Both on the pundit circle in D.C. and to some extent on this blog, there is a perception that protection of privacy rights must come from Washington D.C., and that if Congress doesn’t do it, and if the Regime won’t back down, then we’re all just screwed.
But people forget the 9th Amendment to the United States Constitution, which states that “the enumeration in the Constitution, of certain rights, shall not be construed to deny or disparage others retained by the people.” And then there is that pesky 10th Amendment, which states that “the powers not delegated to the United States by the Constitution, nor prohibited by it to the states, are reserved to the states respectively, or to the people.”

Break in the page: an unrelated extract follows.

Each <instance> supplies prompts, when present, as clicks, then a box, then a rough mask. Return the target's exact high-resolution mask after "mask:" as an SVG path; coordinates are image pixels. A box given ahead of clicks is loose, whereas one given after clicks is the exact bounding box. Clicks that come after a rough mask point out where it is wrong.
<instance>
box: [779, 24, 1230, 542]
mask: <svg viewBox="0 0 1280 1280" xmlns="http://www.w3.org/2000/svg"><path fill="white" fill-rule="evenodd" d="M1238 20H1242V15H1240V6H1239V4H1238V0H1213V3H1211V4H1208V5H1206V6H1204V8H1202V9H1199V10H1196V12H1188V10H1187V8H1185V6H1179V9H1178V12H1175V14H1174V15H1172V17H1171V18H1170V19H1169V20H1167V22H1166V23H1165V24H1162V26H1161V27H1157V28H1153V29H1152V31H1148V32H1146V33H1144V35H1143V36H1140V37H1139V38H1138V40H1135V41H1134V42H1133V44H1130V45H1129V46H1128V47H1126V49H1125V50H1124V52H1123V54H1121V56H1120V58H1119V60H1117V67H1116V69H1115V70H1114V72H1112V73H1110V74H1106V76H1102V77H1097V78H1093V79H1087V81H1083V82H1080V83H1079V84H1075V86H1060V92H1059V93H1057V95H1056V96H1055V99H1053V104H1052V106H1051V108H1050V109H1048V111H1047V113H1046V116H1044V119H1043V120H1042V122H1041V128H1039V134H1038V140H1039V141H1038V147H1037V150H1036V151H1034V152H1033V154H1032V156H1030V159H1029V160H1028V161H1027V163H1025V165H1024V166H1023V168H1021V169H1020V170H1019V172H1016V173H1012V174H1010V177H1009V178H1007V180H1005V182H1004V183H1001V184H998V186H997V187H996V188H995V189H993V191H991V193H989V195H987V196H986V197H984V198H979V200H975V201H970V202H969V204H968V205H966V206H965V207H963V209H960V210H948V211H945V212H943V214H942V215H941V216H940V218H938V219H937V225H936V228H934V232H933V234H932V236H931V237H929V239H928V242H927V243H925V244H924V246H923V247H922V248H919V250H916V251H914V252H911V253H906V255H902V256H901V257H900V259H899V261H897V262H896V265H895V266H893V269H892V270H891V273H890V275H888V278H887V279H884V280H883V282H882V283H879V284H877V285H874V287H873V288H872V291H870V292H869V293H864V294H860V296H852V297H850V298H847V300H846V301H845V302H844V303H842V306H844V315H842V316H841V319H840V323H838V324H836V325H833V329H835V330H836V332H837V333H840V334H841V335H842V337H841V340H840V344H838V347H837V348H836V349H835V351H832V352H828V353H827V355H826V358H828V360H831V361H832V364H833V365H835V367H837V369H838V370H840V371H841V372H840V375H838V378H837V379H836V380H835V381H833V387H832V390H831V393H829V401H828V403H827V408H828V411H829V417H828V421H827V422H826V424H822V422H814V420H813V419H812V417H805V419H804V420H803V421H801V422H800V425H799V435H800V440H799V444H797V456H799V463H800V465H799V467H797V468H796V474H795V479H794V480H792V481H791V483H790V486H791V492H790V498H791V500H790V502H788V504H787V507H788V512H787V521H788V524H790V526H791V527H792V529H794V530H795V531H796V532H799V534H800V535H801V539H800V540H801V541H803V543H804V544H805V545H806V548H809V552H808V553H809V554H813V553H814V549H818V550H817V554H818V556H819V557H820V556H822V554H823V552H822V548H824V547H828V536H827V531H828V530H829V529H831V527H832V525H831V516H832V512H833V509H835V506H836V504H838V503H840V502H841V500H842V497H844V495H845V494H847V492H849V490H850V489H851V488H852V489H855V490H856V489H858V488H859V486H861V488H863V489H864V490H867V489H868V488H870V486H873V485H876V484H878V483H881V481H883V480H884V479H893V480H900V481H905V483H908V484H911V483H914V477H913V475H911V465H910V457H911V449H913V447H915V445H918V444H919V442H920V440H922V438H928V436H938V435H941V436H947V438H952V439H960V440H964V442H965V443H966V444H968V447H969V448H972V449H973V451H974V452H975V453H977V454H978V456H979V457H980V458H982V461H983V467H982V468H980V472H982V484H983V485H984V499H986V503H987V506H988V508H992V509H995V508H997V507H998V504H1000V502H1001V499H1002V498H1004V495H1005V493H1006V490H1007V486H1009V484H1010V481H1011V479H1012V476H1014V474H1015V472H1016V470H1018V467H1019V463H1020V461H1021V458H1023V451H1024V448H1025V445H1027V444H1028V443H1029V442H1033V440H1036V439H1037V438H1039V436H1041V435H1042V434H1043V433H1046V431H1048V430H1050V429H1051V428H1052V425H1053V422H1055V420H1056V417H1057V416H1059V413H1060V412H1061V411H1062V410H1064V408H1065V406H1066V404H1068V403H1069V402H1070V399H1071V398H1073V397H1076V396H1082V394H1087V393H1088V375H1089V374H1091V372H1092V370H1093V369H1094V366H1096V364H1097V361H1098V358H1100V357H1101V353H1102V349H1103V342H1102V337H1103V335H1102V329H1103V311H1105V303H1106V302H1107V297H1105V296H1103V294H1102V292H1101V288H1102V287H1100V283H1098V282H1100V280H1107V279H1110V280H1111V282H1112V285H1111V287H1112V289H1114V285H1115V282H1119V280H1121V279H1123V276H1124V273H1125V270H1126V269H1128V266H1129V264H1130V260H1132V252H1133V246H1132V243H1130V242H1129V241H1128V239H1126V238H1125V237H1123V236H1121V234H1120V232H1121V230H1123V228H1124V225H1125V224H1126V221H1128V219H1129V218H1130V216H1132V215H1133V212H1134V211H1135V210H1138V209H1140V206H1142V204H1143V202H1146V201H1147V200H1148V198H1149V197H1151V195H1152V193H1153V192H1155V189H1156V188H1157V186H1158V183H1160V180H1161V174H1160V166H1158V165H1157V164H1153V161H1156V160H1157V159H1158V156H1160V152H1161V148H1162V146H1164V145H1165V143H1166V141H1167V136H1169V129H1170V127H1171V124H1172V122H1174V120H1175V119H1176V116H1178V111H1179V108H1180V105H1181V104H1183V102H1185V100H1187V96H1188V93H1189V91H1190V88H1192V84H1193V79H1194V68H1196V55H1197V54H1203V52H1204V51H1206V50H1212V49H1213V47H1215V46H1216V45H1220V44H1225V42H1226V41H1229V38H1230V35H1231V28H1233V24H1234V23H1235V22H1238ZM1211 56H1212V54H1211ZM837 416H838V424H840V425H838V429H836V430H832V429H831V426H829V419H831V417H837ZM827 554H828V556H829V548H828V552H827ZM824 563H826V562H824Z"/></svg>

Much of the discussion of checking the abuses of the Regime is not taking place in Washington–its taking place in state capitals of both blue and red states. The notion is this–Congress can pass whatever laws it wants, and the Regime can do or not do what it wants, but the state legislatures of the states, respectively, are a valid check on abuse of natural rights. Thus, Congress can create the FISA court, but a state can refuse to do business with any corporation which agrees to comply with an unconstitutional court. Thus, a state could very well protect its citizens by saying to Verizon, “no contracts with the state of ___ without a pledge not to comply with the FISA Court warrants…” There are other things a state can do, and it is worth while to check out Daniel A. Farber’s book Retained by the People for a more thorough discussion. There is already some movement afoot in California and Texas to determine what the states can do to protect their own citizens, and it will be interesting to watch the debate unfold.
Remember 1861? I wonder if the Regime is ready to send troops to California to enforce the right to issue FISA warrants?